In the two years since he completed his transition to compound semiconductors, Wang’s career has taken off. He has published four technical journal articles, including one each in the prestigious Applied Physics Letters and Journal of Applied Physics. Recently, in IEEE Electronics Letter, he reported the monolithic extended cavity laser with lowest propagation loss. Two more of his journal papers are under review, and he has made six presentations at international conferences.
Wang’s research relates to photonic integrated circuits (PICs), which combine several optical components, including lasers, photodetectors and modulars in a single chip. PICs have applications in telecommunications, especially fiber-optic communications. But PICs are an emerging technology, says Wang, and their components are still discrete.
Wang’s goal is to integrate PIC components on a single chip by regulating and changing their bandgaps, which vary from near to far infrared. The achievement of multiple bandgaps on a single chip would be beneficial for telecommunications, he says, enabling the transmission of greater amounts of information, as well as for biophotonics and biosensing, which also receive a boost from a diversity of wavelengths.
To achieve the integration of multiple bandgaps, Wang uses processes called semiconductor quantum-dot and quantum-well intermixing. A quantum dot is a region in a semiconductor crystal that confines electrons or electron-hole pairs in a three-dimensional region measuring nanometers in size.
Wang is also seeking to develop high power semiconductor lasers using interdiffused quantum structures and long wavelength quantum-dot vertical-cavity surface-emitting lasers (VCSELs) for imaging applications.
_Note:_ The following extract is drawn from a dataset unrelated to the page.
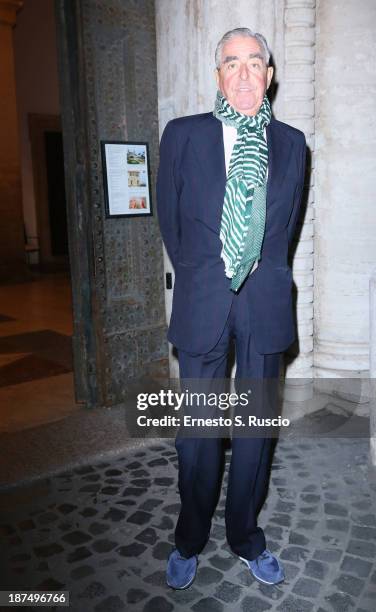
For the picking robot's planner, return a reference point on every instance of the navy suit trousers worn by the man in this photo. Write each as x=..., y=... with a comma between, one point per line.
x=201, y=459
“I like to handle a lot of projects at one time,” says Wang. “You learn a lot that way. If you give 150 percent, you might not accomplish 150 percent, but you will probably get 100 percent. If you shoot for 100 percent, you might only end up with 80 percent.”
Eyes on a medical application
Dimas, who also makes photonic integrated devices, says improvements in broadband emitters could lead to breakthroughs in biomedical imaging, medical diagnostics and treatment.
Broadband, high-power, light-emitting diodes, she says, have applications to Optical Coherence Tomography, a non-invasive tissue-imaging technique that shows promise in diagnosing diseases of the eye, oral tissues and heart.
“OCT is like ultrasound,” says Dimas, “but instead of using acoustic waves, it uses light waves. It uses constructive and destructive interference of light to generate the location of tissue constituents. This interferometric technique allows the light to penetrate into body tissue with 10 to 100 times better depth resolution than ultrasound.
“Because the eye is so translucent, one of the biggest applications of OCT is ophthalmology. OCT enables doctors to penetrate and image the retina and to detect glaucoma and macular degeneration early and non-invasively.”
In the Center for Optical Technologies, Dimas designs and fabricates super-luminescent diodes, a type of optoelectronic semiconductor device. SLDs can be made in large quantities at a time, or batches, and they offer the additional advantage of being able to be integrated with other optoelectronic devices.
“We would like to integrate more OCT components on one chip,” says Dimas. “That would give us an alternative to big bulky lasers that sometimes must be powered by another laser. And it would be great for portability and expense.”
Dimas’s project ties in with Ooi’s collaboration with Carl Zeiss Meditec Inc. , a German-based international maker of ophthalmology systems. Dimas is continuing the team’s work on developing a semiconductor light source with advanced sensitivity and resolution. Ooi and his group have filed a patent application for the development of broadband emitters for sensor and bio-imaging applications.
“Professor Ooi has so many collaborators and original ideas,” says Dimas. “He is definitely a visionary in the field. He filters out the noise and gets to the essence of a problem. He’s so talented, and very inspiring.”